Operations at Hadera Paper’s central facility have been halted since Friday due to an open-ended strike by 370 unionized workers.
The workers are represented by the Histadrut labor federation and employed through a collective wage agreement.
Although this group of employees constitutes just a small portion of the company’s 3,000-strong workforce, the stoppage has inflicted damage on the company because of the key positions that the striking workers hold.
As a result of the strike action, the plant has stopped producing both white paper and recycled paper.
The strike was launched over the unionized workers’ demand for continued payment of a 4.5% bonus that has been paid annually.
The workers oppose having the bonus tied to the company’s financial results, while management has been insisting on such a change.
“This is an unethical and irrational strike that endangers the source of the livelihood of thousands of workers of the Hadera Paper group,” the company’s VP for human resources, Zvi Abramovich, said over the weekend.
The workers initiated less drastic labor sanctions last Tuesday after the expiration the previous day before of a 14-day cooling-off period (the waiting period before which action can be taken following the declaration by the Histadrut of a labor dispute).

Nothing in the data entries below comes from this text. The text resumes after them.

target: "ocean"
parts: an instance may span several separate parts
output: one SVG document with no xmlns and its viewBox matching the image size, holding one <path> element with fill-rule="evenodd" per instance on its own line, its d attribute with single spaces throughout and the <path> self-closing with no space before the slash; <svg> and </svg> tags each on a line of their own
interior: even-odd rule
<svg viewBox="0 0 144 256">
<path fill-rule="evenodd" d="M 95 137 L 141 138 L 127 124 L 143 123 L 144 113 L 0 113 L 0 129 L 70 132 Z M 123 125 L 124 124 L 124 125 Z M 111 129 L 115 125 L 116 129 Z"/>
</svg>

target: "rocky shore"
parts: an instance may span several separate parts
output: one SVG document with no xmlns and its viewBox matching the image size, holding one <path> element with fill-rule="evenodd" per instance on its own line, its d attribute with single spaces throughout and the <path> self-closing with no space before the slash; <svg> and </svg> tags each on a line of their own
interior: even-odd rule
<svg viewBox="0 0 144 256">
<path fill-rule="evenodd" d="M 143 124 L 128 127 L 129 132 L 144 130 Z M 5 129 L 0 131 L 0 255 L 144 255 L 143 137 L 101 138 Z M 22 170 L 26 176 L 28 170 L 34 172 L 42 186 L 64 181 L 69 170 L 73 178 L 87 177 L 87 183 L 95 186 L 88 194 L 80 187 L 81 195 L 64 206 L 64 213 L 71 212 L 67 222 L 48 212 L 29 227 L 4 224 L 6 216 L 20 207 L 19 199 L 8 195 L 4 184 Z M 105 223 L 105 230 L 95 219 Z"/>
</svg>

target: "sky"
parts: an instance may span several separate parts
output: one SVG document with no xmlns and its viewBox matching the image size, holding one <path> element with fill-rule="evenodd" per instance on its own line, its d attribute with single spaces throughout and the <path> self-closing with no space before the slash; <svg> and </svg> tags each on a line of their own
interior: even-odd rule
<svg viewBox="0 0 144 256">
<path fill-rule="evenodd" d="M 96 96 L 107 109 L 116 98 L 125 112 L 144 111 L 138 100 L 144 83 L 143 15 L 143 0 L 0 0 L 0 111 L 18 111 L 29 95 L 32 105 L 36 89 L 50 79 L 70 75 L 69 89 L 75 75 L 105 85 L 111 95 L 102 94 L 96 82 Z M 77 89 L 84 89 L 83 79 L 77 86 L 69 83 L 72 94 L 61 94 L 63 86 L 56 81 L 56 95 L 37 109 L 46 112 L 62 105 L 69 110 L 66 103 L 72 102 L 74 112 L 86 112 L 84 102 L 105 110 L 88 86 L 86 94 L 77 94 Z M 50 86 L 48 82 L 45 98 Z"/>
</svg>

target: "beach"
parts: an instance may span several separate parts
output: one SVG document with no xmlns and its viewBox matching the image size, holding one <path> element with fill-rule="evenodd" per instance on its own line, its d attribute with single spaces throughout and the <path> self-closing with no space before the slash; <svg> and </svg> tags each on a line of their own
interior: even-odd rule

After disagreements remained unresolved between management and the unionized workers during the week, the full strike was launched on an open-ended basis.
The publicly traded company, which is controlled in turn by Clal Industries, reported a third-quarter loss of NIS 61.2 million, following two previous profitable quarters.
Management sources at Hadera Paper said the average salary of the striking employees is NIS 25,000 per month, adding that these wage costs must be reduced under current circumstances.